Dallas Buyers Club, como buen biopic, es capaz de mostrar al espectador la esencia de la vida de su protagonista y consigue también trascender de forma moderada, dejándose llevar por el mensaje implícito en las acciones del propio Ron Woodroof: superación, resistencia, lealtad a unos ideales. Pero para conseguir esto tiene que limar asperezas y crear inexistentes herramientas (personajes).
Porque esta es la esencia de la realidad biográfica llevada a la gran pantalla: anteponer un mensaje claro y de calidad a una precisión histórica, más pensada para el género documental.
¿Entonces todo vale?
¡Una limosna para un ex leproso!
La Vida de Brian
Volviendo a la reflexión inicial sobre los diferentes niveles de apreciación, es difícil imaginar un escenario en el que todos nos pongamos de acuerdo sobre cuándo un biopic traiciona la historia original o cuándo simplemente se toma ciertas licencias para hacer esta más clara, emotiva, y finalmente cinematográfica. Así como yo he defendido Dallas Buyers Club, muchos otros (incluso algunos de los involucrados en aquella época) han hecho referencia y criticado un ciertamente presente retrato de la comunidad homosexual de la época como un grupo de lastimosos desinformados y desvalidos a los que el heterosexual casi modélico salva por cuenta propia, olvidando también el fenómeno nacional de los "buyers clubs" y finalmente dando una inexacta imagen de los avances médicos de la época.
De nuevo críticas que podrían ser enmarcadas dentro de lo "necesario" para que el relato adquiriese lenguaje cinematográfico, pero que no dejan de ser relevantes.
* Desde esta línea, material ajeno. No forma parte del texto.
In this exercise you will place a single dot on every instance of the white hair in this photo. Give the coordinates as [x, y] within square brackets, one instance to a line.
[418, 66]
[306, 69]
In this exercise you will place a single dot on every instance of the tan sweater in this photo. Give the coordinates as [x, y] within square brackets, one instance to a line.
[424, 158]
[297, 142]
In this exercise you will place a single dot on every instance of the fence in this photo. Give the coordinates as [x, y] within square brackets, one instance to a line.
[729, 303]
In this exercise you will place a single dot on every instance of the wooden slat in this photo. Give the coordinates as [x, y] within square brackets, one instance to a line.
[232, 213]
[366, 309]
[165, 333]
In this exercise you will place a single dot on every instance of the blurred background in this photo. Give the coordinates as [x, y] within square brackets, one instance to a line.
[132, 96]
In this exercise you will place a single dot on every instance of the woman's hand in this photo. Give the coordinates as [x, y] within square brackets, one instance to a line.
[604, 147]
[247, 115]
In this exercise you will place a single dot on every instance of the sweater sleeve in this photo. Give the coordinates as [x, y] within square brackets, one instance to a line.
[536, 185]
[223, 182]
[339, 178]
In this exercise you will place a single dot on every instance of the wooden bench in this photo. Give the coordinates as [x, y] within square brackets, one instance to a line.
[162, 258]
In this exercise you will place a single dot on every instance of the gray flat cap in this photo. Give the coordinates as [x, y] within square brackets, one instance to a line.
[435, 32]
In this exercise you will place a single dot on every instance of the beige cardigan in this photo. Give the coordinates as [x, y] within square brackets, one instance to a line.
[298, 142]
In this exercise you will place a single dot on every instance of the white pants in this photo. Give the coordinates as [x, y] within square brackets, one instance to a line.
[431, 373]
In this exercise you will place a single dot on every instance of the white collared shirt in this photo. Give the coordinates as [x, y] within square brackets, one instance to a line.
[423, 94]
Expondré, para finalizar, el caso de un biopic reciente que considero sobrepasa el proceso de adaptación a la pantalla para acabar por convertirse en un producto procesado y carente de integridad. Me refiero a El Mayordomo, de Lee Daniels.
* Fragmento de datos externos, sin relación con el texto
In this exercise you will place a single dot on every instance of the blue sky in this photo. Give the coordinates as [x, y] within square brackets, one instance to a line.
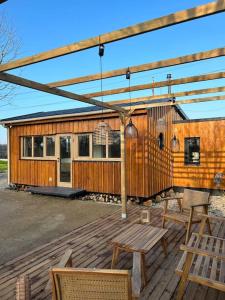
[44, 25]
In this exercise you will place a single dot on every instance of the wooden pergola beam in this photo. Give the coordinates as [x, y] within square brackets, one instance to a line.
[151, 25]
[58, 92]
[144, 67]
[159, 84]
[219, 89]
[180, 102]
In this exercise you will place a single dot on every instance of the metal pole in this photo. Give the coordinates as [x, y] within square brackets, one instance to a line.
[123, 167]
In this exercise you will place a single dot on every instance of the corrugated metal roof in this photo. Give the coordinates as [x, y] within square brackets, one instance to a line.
[86, 109]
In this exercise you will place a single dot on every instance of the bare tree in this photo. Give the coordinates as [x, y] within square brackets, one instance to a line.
[9, 46]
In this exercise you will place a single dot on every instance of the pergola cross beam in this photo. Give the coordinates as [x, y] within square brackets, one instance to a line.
[158, 84]
[214, 53]
[219, 89]
[148, 26]
[58, 92]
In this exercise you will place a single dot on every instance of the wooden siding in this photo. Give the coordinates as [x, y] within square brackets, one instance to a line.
[160, 161]
[149, 169]
[96, 176]
[212, 154]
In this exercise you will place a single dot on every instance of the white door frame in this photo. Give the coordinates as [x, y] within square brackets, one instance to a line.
[59, 183]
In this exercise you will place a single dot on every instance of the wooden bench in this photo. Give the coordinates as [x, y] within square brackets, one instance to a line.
[23, 284]
[203, 260]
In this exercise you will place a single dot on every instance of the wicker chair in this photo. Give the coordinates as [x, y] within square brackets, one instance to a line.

La película El Mayordomo, una de las que parecían tener alguna posibilidad en la carrera por el Óscar este año, pero que finalmente se fue de vacío en las nominaciones, cuenta la historia de Eugene Allen, quien habría trabajado en La Casa Blanca durante treinta y cuatro años y conocido al menos a ocho presidentes de Estados Unidos.
La película comete dos errores importantes en su adaptación. En primer lugar fabrica una familia hecha a medida de un culebrón, en la que introduce un inventado hijo problemático que carga con todo el peso de la trama. Sus desventuras si son trágicas, pero vienen acompañadas de un tratamiento tan liviano y una obsesión por narrar episodios históricos tan presentes en el imaginario colectivo, que no representan ningún conflicto real para el espectador. Además, hacen que el chaval se convierta en el motor de la cinta, mientras que su sumiso padre pierde interés y se mantiene en una mera anécdota.
Y en segundo lugar el film pretende agradar de manera tan descarada, envolviendo su mensaje en un bonito lazo rosa de aquí no ha pasado nada que incluso para un blanquito de clase media del otro lado del charco resulta repugnante. En un país donde las desigualdades económicas y frente a la ley son todavía más que palpables entre negros y blancos, ofrecer la llegada (cuatro años después) de un presidente negro a Washington como el final o el remedio a todos los problemas de racismo es tan grave que haría palidecer a Martin Luther King del susto.
Tal vez El Mayordomo no sea una mala película, pero si resulta un descarado intento de propaganda. Y este no debería ser motivo en el biopic para traicionar su realidad documental.